Background
Information:
The
westward movement was a major transplanting of young families. All the kinfolk who could be gathered
assembled to make that hazardous passage together. Women were part of the journey because their fathers, husbands,
and brothers had determined to go. They
went West because there was no way for them not to go once the decision was
made.
On
the Overland Trail, women strove to be equal to the demands of the day. They asked no special help or
treatment. They responded to the
spectacular beauty of the land, and they took keen interest in the economies of
the road, recording the costs of ferriage and food supplies. They were as knowledgeable as men about the
qualities of grasses for the animals.
They understood what was expected of them and endeavored to do their
share of the work each day.
The women on the Overland Trail did the domestic chores: they prepared the meals and washed the clothes and cared for the children. But they also drove the ox teams and collected pieces of dung they called “buffalo chips” to fuel their fires when there was no wood. And when there were no buffalo chips, they walked in clouds of dust behind the wagons, collecting weeds. They searched for wild berries and managed to roll some dough on a wagon seat and bake a pie over hot rocks in order to lift meals out of the tedium of beans and coffee.
For
women traveling with small children, the overland experience could be
nerve-wracking. Children fell out of
wagons. They got lost among the
hundreds of families and oxen and sheep.
Children suffered all the usual childhood ills – measles, fever,
toothaches. But on the Trail, children
who were drenched by days of heavy rains or burned by hot sun could be
especially irritable and hard to care for.
Free from supervision, older children were full of excitement and
mischief. Their mothers worried
constantly that Indians would steal them.
The
diaries of men and women carry certain predictable characteristics, with men
writing of “fight, conflict and competition and…hunting” and women writing of
their concerns with “family and relational values”. But it is not true, as some have concluded, that the diaries of
men and of women are essentially alike.
Although many women, along with the men, wrote of the splendors of the
landscape and the rigors of the road, although many overland diaries seem tediously
interchangeable, there are not only important distinctions, but distinctions so
profound as to raise the question whether women did not ultimately perceive the
westward trek differently. Traveling
side by side, sitting in the very same wagons, crossing the continent in
response to the call for free land, women did not always see the venture in the
clear light of the expectation of success.
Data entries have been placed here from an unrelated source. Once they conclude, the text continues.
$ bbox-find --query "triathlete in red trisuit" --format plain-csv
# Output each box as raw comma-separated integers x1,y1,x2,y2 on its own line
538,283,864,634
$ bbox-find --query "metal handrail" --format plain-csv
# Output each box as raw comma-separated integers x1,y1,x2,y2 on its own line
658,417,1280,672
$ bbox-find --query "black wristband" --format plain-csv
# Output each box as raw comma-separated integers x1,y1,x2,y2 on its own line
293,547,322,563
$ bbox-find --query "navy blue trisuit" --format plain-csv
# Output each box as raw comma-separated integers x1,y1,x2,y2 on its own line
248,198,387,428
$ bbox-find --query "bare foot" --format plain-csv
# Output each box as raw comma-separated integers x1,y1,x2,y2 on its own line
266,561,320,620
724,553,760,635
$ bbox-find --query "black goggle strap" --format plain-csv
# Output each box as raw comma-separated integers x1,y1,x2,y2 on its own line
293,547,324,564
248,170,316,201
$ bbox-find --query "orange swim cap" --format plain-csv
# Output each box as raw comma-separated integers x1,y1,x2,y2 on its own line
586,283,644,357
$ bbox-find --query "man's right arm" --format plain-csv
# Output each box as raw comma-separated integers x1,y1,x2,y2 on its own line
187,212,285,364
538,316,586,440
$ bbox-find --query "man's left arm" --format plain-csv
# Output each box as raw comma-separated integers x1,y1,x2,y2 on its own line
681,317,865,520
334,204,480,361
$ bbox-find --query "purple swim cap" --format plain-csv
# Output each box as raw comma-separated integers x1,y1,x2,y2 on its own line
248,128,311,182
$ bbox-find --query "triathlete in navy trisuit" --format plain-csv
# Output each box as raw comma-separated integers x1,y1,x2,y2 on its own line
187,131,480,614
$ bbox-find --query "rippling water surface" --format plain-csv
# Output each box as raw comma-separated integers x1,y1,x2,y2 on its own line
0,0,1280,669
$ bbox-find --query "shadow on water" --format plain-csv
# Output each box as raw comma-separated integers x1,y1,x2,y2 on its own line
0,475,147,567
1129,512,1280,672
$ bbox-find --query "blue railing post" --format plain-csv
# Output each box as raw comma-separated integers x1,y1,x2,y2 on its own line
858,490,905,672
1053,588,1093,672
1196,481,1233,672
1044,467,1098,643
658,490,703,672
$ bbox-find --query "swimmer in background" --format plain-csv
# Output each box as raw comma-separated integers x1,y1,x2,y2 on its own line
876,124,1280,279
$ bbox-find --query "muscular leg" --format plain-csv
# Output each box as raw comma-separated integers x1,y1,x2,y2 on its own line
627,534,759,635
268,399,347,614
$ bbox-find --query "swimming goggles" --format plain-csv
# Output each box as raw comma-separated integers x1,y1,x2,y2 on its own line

There were often shadows in their mind, areas of dark reservation and
opposition. The diaries of women differ
from accounts of the men in both simple and in subtle ways.
In
the very commonplace of their observations, the women bring us a new vision of
the overland experience; they bring it closer to our own lives. They do not write of trailblazing or of
adventure but of those facets of living that are unchanging. In reading their diaries we come closer to
understanding how historical drama translates into human experience. Through the eyes of the women we begin to
see history as the stuff of daily struggle.
-
from Women’s Diaries of
the Westward Journey by Lillian Schlissel
Photos from Women of the West website
at: http://www.wowmuseum.org/gallery/sod/sod17.html
SWBAT - Discuss and list some of the occupations/roles women held in the West.
SWBAT - Evaluate primary source material in order to gain knowledge of the time period.
ANTICIPATORY SET
Begin with an open discussion prompted by these questions:
Do you think life was different for men and women in the West? How?
If you lived in the West at the period we’re discussing, and had the choice, would you have preferred to be a man or a woman? Why?
What benefits were there for women who moved west? What drawbacks?
What sorts of jobs did women do in the west?
INSTRUCTIONAL INPUT
Lecture using Women’s Diaries of the Westward Journey by Lillian Schlissel to point out both the opportunities and difficulties women faced as they moved westward.
Show overhead photograph of Rachel Fisher, Indiana to Oregon
emigrant, and ask the class to speculate on her story. What type of situation brought her to the
Oregon Trail? Then read one of her
letters aloud to class. Explain her
situation and the results of her journey on the Trail.
MODELING
Lesson in Analyzing Primary Source Material: Handout on analyzing primary sources and handouts of women’s diary, journal entries and letters from the western migration.
We will go over the handouts together, then read some of the entries. We will then try to apply some of the concepts of analysis to the journals.
CHECKING FOR UNDERSTANDING
Understanding will be assessed in the class discussion that follows student group work.
GUIDED PRACTICE
Students work in groups to answer questions related to
women’s experiences in the western frontier.
We will then reconvene as a class to discuss students’/group responses
to questions.
INDEPENDENT PRACTICE
Homework – Students are to find one primary source document from the period (on the internet, old newspapers or from my handouts if necessary), analyze it and answer questions on worksheet related to the analysis of historical primary source documents.